Tuesday was our last full day in Berlin. There was always so much graffiti and street art to look at. We went first to a section of the Wall, not far from Checkpoint Charlie, where there was a timeline of events in the build up to WW2. After reading this we visited the Berlin Wall Memorial, where you climb to the top of a tower and overlook a preserved section of the Wall. First you’d have to climb a lower wall and then a series of obstacles, including a guarded watchtower, before reaching the actual Wall. It was crazy that we were looking right at something that once been someone’s freedom/imprisonment before. There was a small exhibition downstairs so we learnt a little more about the history during and after the fall of the Wall.

That evening, we went to 25hours Hotel Bikini Berlin, where on the top floor is Monkey Bar. Berlin is a very flat city so you can see wide across the city, through the bar’s ceiling to floor windows. It also overlooks the monkey enclosure at the zoo- and so I ordered an aptly named Planet of the Apes cocktail! It’s pricey but worth it. You sit on benches, seats, cushions- any room you can find really!- but it wasn’t too crowded and the bar staff come round to take and deliver your orders.

To round off our trip, that night the 4 of us made up a picnic and sat outside overlooking the zoo. Once we’d said our goodbyes and went back to the hostel, we managed to wake ourselves up at 3.30am to make our way to the airport, and landed back in freezing cold England that morning!
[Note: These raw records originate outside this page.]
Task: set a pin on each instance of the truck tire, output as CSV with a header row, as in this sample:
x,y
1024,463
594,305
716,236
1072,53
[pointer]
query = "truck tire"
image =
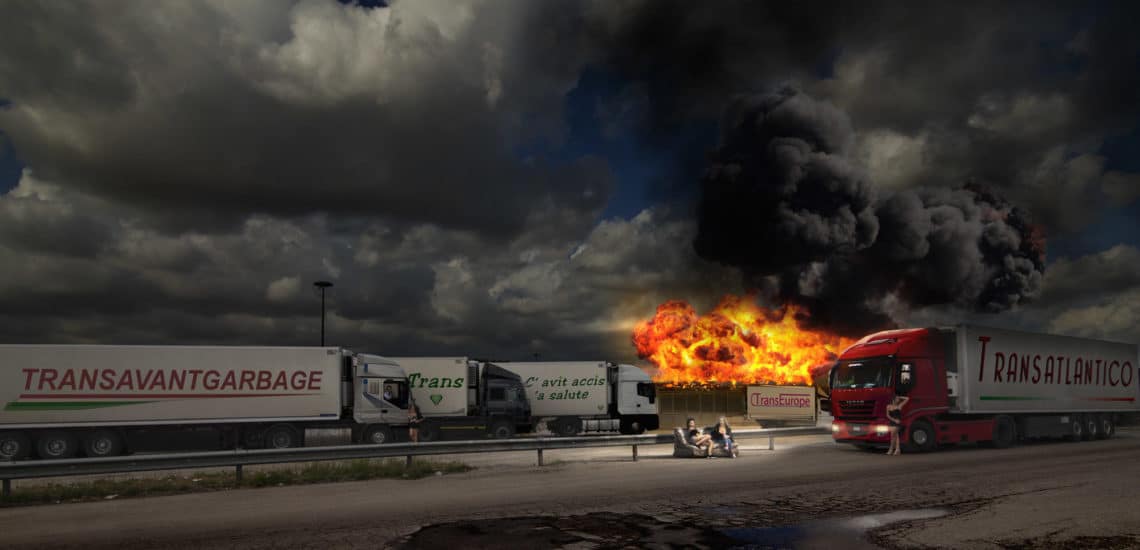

All in all I loved Berlin. I wish I had read more about the history before coming, although you are pretty inundated with information once you get here- which can be frustrating in some cities, but certainly not in Berlin. It’s a city I could return to again. We were there for 3 full days which can be enough time in some cities, such as Amsterdam in my opinion, but I could’ve done with some more time to go a market, walk around a park, and maybe actually make it to a bar!


3 thoughts on “Berlin

  1. Nice! Sounds like Berlin was a good time. I was there four years ago, but only for a day; while I did see the main sites like Brandenburg Gate and the Berlin Wall (and tried currywurst!), there was so much more to see! I’ll be back in Europe soon, and will definitely have to make a trip over to Berlin again! Thanks for sharing.